Under the all-stock transaction agreement, Rowan shareholders will receive 2.215 Ensco shares for each Rowan share. After closing, Ensco shareholders will own 60.5 percent and Rowan shareholders will own 39.5 percent of the merged company.
It’s believed the merger will create a powerhouse offshore drilling company with 82 rigs (28 floaters and 54 jack-ups) across six continents serving customers from the largest national oil companies, international majors and independent exploration and production companies.
The new company’s rig fleet will also be competitive technology-wise and geographically.
Ensco shareholders will gain exposure to the ARO Drilling joint venture and ultra-harsh environment jack-ups, as well as a presence in Norway. Rowan shareholders gain access to Ensco’s relationships with large deepwater customers and wider geographic footprint, including a presence in Brazil, West Africa, Southeast Asia and Australia.
Recently, Rystad Energy forecasted that offshore investments would outpace shale investments in 2019, a shift away from recent years where onshore plays like the Permian have received a lot of attention.

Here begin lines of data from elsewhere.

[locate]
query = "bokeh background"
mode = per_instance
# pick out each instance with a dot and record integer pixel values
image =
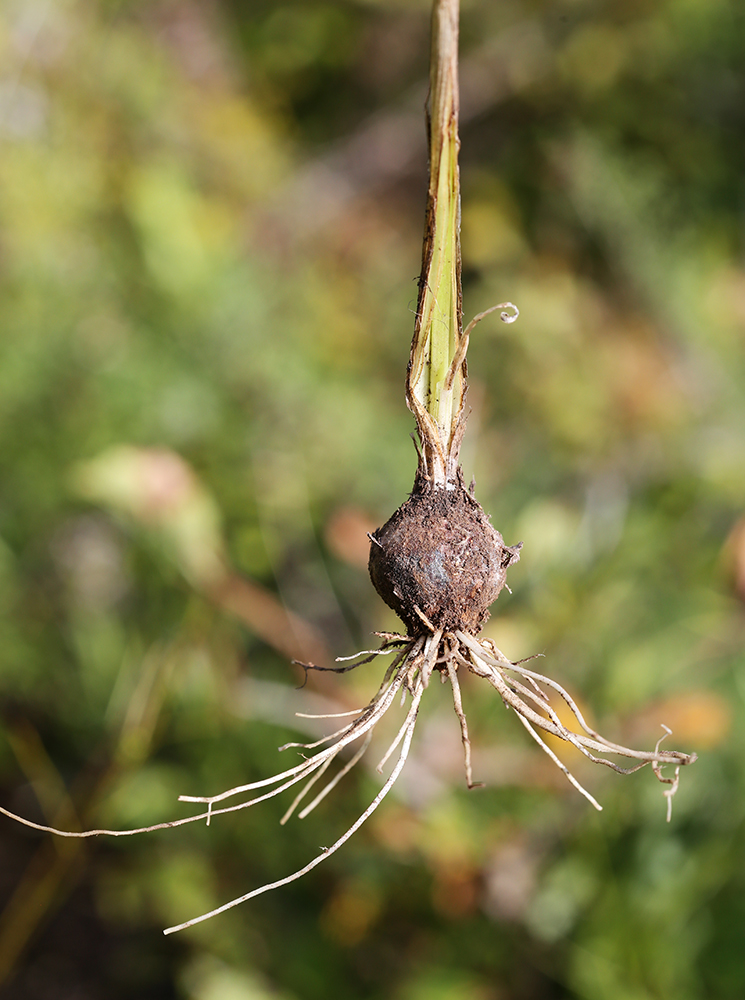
(210, 229)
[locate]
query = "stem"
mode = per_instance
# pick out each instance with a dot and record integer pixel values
(435, 399)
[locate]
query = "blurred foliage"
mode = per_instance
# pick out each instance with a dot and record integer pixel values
(210, 223)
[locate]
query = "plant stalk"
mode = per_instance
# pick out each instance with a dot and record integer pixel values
(434, 393)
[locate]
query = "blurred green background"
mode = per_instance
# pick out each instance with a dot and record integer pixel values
(210, 229)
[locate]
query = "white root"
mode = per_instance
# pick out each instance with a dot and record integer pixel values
(409, 673)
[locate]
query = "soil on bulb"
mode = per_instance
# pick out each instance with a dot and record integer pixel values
(439, 560)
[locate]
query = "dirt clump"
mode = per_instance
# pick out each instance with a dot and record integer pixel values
(438, 561)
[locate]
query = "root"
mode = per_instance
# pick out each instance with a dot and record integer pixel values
(416, 658)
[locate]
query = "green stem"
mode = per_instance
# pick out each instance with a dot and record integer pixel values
(434, 394)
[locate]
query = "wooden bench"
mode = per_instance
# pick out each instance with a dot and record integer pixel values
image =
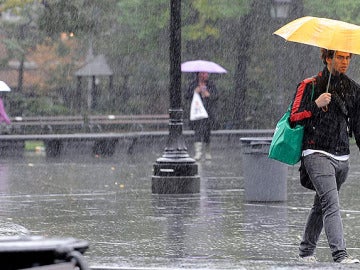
(92, 123)
(46, 124)
(136, 122)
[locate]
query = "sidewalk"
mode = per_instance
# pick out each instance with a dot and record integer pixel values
(218, 229)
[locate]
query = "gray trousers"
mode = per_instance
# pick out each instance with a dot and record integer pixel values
(327, 176)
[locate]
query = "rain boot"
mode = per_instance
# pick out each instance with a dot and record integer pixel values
(198, 148)
(207, 151)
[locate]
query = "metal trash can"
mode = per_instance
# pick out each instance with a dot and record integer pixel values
(265, 178)
(27, 252)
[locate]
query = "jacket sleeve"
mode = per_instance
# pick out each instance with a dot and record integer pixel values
(303, 105)
(355, 118)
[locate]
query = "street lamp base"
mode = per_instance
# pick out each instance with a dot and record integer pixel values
(175, 177)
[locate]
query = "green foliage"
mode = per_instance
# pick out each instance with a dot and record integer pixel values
(345, 10)
(134, 36)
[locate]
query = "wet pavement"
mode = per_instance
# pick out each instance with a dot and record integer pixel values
(107, 201)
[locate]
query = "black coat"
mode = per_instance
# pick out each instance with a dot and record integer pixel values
(329, 130)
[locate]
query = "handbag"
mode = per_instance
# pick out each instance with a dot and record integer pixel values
(197, 109)
(286, 144)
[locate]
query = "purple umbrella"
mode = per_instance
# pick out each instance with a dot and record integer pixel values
(202, 66)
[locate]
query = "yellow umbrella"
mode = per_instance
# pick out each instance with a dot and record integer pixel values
(324, 33)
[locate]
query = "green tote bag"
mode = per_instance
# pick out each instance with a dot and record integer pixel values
(286, 144)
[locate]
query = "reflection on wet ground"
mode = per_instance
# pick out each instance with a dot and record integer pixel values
(108, 202)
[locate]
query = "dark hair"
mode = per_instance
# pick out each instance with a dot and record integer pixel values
(326, 54)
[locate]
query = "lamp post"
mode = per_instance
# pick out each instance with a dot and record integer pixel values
(280, 10)
(175, 172)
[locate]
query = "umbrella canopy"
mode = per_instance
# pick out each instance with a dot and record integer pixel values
(324, 33)
(202, 66)
(4, 87)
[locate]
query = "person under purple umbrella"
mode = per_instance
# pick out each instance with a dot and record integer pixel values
(4, 118)
(209, 96)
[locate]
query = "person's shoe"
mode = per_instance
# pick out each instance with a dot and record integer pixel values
(308, 259)
(348, 260)
(207, 152)
(198, 149)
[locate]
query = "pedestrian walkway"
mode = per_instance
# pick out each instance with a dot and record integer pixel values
(108, 202)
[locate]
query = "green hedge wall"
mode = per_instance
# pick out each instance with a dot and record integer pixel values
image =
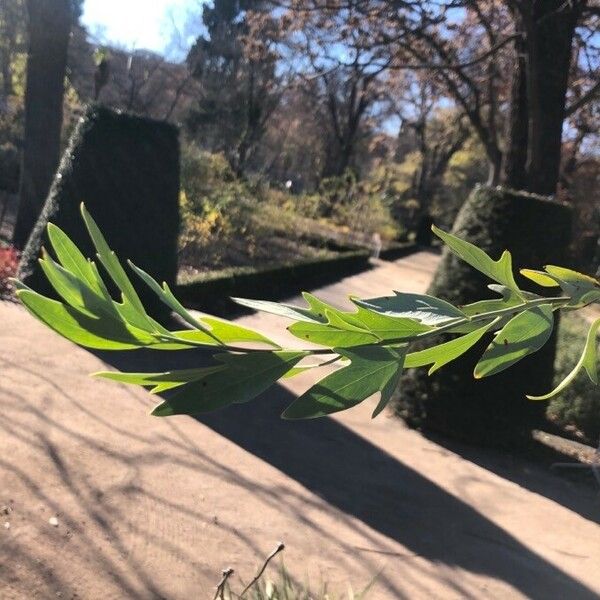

“The combination of Ensco and Rowan will create an industry leader in offshore drilling across all water depths, with significant advantages to capitalize on future opportunities … all stakeholders will share in meaningful cost savings and even greater upside to improving market conditions as the industry recovery continues gaining momentum,” Ensco CEO Carl Trowell, who will serve as executive chairman of the combined company, said in a company statement.
Rowan Companies CEO Tim Burke, who will serve as CEO of the combined company, said by merging Rowan’s rig fleets and infrastructure covering the world’s most prolific offshore basins, “we increase our scale while maintaining a shared focus on high-specification assets that will include ultra-deepwater drillships and versatile semisubmersibles, as well as harsh environment and modern jack-ups.”
Burke added that the combined company’s talented workforce, geographic and customer diversification and solid financial position will allow them to meet increased customer demand.
Wood Mackenzie principal analyst Leslie Cook said the merger announcement comes as no surprise, because her belief is that consolidation among drillers is paramount to a recovery.
“Once combined, Ensco-Rowan will have the second-largest floating rig fleet, with nearly 90 percent consisting of generation VI and VII assets. These are the rigs that are most desired by operators globally, as they offer the best capabilities and flexibilities for various deepwater drilling programs around the world,” Cook said in an email to Rigzone. “The combined company will also become the largest player in the jack-up sector. Nearly 40 percent of the combined portfolio will consist of ultra-harsh and modern harsh-environment assets.”
The newly-formed company will be based in the UK. The transaction is expected to close in the first half of 2019.